The number of 3-level labeled linear rooted trees with 2*n leaves.

A bisection of A050351.

a(n) == 5 (mod 360) for n>0.

LINKS

Table of n, a(n) for n=0..14.

FORMULA

E.g.f.: 1/2 + (1/6)*Sum_{n>=0} exp(n^2*x) * (2/3)^n  =  Sum_{n>=0} a(n)*x^n/n!.

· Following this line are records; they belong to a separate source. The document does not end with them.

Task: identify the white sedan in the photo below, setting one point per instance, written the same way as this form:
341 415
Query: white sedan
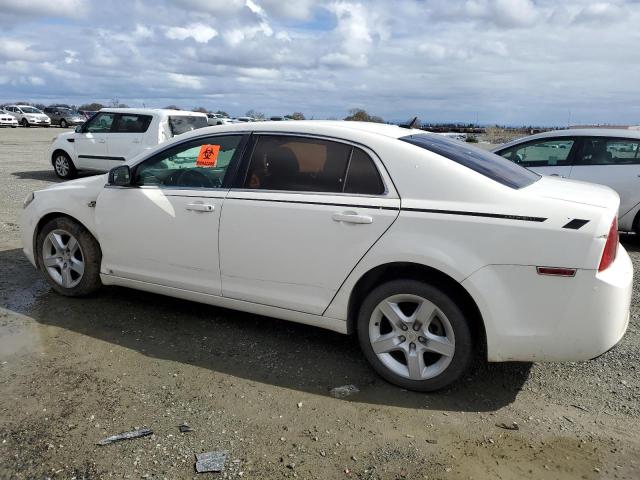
427 249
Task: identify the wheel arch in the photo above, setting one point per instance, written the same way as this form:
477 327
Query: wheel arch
410 270
47 218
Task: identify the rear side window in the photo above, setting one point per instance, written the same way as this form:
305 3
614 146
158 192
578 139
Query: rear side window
129 123
485 163
311 165
541 153
609 151
185 123
362 175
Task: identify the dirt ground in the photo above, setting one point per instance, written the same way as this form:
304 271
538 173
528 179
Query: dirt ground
73 371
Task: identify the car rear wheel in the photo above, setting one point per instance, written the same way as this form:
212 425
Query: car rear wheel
63 166
414 335
69 256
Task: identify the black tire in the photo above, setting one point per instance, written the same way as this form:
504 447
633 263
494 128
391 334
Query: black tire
63 166
92 256
464 347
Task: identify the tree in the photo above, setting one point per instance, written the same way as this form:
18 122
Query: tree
92 107
253 114
360 115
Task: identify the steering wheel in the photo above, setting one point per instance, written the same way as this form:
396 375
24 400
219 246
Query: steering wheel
192 178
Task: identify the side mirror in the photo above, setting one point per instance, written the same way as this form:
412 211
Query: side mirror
120 176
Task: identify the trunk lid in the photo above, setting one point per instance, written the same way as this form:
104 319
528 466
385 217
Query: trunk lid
576 192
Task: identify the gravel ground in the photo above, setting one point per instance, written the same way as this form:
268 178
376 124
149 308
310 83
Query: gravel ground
73 371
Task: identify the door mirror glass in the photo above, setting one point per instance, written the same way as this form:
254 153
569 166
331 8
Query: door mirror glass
120 176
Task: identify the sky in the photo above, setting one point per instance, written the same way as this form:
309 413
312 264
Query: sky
513 62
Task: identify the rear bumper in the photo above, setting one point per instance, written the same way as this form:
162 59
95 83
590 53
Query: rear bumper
531 317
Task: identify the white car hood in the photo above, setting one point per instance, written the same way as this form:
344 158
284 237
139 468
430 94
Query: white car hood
87 185
575 191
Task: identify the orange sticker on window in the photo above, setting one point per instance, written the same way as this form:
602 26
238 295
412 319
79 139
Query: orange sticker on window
208 156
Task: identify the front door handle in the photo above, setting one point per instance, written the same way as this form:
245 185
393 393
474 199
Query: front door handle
201 207
351 217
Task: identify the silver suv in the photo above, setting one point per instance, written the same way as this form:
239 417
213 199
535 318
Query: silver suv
64 116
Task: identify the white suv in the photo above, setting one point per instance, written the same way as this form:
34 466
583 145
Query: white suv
28 116
114 135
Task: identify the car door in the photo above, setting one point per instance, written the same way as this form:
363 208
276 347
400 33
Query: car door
546 156
614 162
164 229
127 134
302 214
91 143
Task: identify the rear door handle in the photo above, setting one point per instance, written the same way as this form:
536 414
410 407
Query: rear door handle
351 217
201 207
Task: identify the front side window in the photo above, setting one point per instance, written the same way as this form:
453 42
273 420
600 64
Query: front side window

a(n) = Sum_{k=0..2*n} 2^(k-1) * k! * Stirling2(2*n, k) for n>0 with a(0)=1. [After Vladeta Jovovic in A050351]

a(n) ~ (2*n)! / (6 * (log(3/2))^(2*n+1)). - Vaclav Kotesovec, Nov 29 2014

EXAMPLE

E.g.f.: E(x) = 1 + 5*x^2/2! + 365*x^4/4! + 66605*x^6/6! + 22687565*x^8/8! +...

where E(x) = (8 - 7*cosh(x)) / (13 - 12*cosh(x)), or, equivalently,

E(x) = (7 - 16*exp(x) + 7*exp(2*x)) / (12 - 26*exp(x) + 12*exp(2*x)).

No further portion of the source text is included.